Yoga with Adrienne‘s motto, “Find what feels good,” is useful when seeking balance. 

When practicing Hatha Yoga, the best advice is to sink into each stretch until you’re just at the edge of your comfort zone. If you’re experiencing acute pain, back off a little. If you aren’t feeling anything, drop into the pose deeper. Find what feels good and just breathe there for a while.

In this way, you are growing. You are becoming more flexy and more closely attuned to the traditionally ideal posture. But you aren’t pushing so hard you might injure yourself. 

Instead of obsessively chasing growth and productivity with mindless abandon, for the sake of status, or simply because society told us to, we can use our bodies’ innate emotional awareness to drive healthy growth. If we cultivate observation of intuitive fear and pleasure, orientation toward sustainability will be automatic. 

Healthy balance between growth and sustainability depends on playful curiosity and openness.
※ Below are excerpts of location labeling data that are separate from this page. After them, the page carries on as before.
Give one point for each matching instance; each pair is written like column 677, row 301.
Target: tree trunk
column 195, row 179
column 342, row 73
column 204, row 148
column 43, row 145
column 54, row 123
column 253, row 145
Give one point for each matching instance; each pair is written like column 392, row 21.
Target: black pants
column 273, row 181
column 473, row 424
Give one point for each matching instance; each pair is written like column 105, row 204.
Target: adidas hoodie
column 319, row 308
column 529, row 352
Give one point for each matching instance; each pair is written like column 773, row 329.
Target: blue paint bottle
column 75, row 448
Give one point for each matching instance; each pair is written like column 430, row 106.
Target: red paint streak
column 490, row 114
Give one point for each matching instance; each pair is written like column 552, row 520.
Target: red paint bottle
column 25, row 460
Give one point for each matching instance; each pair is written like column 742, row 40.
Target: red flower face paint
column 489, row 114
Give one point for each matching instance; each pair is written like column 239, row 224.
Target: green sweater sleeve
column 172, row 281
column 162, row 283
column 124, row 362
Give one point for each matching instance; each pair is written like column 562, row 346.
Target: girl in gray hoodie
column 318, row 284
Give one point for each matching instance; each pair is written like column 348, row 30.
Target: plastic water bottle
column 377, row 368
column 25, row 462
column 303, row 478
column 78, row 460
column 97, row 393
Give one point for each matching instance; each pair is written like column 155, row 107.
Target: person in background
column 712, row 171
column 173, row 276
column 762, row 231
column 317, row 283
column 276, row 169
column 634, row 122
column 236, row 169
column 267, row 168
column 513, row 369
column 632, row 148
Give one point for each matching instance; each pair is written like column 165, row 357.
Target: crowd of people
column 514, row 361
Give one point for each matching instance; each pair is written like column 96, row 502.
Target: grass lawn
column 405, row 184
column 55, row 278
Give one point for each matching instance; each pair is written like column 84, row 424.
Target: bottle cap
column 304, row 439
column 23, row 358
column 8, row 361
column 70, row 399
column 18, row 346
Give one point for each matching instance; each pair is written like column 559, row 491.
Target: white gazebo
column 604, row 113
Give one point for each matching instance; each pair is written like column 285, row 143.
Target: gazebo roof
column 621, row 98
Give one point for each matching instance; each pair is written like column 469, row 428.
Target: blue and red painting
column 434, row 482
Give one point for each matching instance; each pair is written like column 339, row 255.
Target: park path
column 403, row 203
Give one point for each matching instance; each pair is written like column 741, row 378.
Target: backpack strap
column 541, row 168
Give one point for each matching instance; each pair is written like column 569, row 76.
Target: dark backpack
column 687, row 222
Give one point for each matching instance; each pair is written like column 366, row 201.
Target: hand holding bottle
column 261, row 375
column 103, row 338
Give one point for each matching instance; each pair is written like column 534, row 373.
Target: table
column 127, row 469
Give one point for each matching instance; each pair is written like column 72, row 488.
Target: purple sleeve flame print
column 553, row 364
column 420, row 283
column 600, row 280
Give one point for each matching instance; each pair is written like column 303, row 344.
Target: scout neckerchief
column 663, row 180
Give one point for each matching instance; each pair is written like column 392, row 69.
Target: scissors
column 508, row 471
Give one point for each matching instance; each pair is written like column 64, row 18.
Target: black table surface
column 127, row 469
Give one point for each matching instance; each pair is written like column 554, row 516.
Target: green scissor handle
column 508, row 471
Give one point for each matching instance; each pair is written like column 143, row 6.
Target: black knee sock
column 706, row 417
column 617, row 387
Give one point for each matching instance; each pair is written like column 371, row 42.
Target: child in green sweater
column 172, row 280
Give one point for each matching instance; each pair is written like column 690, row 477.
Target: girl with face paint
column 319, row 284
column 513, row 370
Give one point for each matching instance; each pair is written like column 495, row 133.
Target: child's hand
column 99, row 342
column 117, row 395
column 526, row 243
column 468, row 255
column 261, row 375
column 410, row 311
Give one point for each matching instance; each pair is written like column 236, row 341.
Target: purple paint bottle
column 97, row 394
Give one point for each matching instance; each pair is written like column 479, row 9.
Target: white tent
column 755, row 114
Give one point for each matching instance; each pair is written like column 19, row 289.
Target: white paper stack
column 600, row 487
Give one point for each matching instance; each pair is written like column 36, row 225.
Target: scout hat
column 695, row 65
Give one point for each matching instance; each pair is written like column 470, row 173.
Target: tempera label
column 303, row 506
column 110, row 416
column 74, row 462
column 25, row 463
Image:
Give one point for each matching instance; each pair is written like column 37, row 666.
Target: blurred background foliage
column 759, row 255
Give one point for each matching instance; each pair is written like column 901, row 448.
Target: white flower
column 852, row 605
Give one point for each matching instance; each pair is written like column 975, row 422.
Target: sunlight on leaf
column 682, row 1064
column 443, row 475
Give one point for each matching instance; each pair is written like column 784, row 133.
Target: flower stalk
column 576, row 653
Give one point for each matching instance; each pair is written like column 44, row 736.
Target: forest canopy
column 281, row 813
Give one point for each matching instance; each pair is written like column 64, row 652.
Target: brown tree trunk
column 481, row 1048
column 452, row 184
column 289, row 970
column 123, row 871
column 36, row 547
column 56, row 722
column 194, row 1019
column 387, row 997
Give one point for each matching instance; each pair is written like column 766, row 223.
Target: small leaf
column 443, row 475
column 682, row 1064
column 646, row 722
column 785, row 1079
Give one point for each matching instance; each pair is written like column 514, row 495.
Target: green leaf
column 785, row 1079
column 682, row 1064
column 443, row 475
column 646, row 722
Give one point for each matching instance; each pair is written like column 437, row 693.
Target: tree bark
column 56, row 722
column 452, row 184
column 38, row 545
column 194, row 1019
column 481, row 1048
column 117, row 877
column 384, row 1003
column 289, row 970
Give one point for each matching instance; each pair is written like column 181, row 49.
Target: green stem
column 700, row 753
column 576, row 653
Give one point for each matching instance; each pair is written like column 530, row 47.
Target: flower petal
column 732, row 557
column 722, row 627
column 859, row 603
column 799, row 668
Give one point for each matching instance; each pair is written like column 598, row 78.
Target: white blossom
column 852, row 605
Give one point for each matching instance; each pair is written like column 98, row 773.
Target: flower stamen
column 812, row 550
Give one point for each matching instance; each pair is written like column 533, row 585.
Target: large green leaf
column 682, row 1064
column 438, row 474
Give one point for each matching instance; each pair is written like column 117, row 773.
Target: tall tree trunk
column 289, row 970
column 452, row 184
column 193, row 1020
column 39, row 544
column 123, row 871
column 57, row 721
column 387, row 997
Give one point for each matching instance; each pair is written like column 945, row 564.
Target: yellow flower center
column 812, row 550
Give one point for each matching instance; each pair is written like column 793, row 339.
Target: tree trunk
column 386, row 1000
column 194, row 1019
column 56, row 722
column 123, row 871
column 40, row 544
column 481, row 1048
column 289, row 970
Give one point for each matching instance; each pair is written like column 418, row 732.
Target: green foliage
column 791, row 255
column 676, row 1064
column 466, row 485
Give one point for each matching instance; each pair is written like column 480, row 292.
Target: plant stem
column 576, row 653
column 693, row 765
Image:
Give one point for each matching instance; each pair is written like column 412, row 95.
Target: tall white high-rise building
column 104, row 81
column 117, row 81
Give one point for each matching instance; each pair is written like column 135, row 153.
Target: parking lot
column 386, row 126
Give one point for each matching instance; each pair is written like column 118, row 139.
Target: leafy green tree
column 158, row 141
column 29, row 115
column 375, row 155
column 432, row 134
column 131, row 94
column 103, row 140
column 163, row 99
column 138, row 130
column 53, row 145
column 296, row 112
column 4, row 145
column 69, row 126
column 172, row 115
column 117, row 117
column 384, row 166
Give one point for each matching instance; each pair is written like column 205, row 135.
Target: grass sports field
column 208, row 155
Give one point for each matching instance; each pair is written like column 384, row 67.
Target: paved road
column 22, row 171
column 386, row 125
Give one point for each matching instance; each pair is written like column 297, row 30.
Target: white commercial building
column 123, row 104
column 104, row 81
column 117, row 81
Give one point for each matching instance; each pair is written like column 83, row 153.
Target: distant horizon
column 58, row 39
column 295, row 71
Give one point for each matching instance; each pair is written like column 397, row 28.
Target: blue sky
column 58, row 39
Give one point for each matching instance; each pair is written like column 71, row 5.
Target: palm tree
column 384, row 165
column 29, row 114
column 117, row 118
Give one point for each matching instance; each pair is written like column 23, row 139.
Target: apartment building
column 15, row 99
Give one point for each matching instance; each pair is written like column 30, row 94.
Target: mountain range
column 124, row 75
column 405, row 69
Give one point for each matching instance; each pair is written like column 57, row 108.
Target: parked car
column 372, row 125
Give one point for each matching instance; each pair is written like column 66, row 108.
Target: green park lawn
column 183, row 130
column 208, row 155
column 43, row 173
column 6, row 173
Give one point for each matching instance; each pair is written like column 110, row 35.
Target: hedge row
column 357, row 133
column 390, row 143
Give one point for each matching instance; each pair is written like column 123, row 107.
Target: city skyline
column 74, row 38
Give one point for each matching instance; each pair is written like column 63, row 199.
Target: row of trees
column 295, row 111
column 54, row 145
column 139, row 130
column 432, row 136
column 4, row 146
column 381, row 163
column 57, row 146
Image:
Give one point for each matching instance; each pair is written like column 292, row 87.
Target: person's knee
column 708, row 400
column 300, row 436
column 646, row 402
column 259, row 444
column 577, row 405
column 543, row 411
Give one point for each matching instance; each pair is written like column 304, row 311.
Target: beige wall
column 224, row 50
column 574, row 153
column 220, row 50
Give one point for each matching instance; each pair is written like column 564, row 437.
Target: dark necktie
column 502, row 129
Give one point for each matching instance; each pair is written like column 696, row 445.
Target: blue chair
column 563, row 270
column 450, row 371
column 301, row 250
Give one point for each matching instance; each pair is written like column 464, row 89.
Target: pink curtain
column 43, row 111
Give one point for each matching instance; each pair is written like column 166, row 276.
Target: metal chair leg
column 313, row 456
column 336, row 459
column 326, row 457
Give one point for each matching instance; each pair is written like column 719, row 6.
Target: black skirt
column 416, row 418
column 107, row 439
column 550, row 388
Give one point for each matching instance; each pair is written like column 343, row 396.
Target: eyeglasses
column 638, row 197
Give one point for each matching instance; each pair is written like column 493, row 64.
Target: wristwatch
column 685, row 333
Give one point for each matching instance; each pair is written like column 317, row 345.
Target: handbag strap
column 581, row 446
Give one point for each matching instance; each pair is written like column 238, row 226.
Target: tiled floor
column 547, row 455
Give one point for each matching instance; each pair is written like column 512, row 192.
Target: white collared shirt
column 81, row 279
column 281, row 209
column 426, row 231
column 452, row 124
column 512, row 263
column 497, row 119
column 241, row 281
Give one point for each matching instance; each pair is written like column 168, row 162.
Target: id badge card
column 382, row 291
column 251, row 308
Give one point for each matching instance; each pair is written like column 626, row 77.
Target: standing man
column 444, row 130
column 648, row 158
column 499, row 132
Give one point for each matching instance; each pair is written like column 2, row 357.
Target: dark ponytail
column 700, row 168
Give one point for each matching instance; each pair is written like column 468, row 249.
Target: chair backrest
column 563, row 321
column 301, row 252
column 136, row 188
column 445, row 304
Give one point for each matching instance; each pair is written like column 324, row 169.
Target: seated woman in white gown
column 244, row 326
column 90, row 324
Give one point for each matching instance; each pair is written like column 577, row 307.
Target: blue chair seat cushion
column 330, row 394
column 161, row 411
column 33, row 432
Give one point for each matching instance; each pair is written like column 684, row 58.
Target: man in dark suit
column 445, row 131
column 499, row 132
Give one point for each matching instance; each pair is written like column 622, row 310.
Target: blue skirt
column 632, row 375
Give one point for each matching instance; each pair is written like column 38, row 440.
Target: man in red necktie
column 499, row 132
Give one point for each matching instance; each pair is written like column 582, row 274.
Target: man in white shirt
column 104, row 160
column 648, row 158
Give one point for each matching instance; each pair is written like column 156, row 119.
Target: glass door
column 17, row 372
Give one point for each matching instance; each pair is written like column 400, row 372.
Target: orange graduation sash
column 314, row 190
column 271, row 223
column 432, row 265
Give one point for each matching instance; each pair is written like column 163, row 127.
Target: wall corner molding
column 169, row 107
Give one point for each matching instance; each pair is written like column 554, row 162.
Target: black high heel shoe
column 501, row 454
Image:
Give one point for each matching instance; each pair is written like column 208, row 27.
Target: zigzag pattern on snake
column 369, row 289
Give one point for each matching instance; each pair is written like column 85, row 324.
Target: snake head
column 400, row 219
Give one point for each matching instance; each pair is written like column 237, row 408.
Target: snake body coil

Instead of calibrating to fear as a compass or opposing it as an obstacle to be overcome, we can embrace its invitation to slow down.  We can learn to honor the wisdom of our bodies and the natural world around us, and use that wisdom to guide us towards a more sustainable and fulfilling way of life.

So let’s find what feels good, not just in our yoga practice, but in every aspect of our lives. Let’s cultivate a sense of balance and harmony that allows us to pursue growth and productivity without sacrificing the health of our bodies, our communities, or our planet. 

What feels good, feels good, first of all… but it might also be just what we need to avoid catastrophe.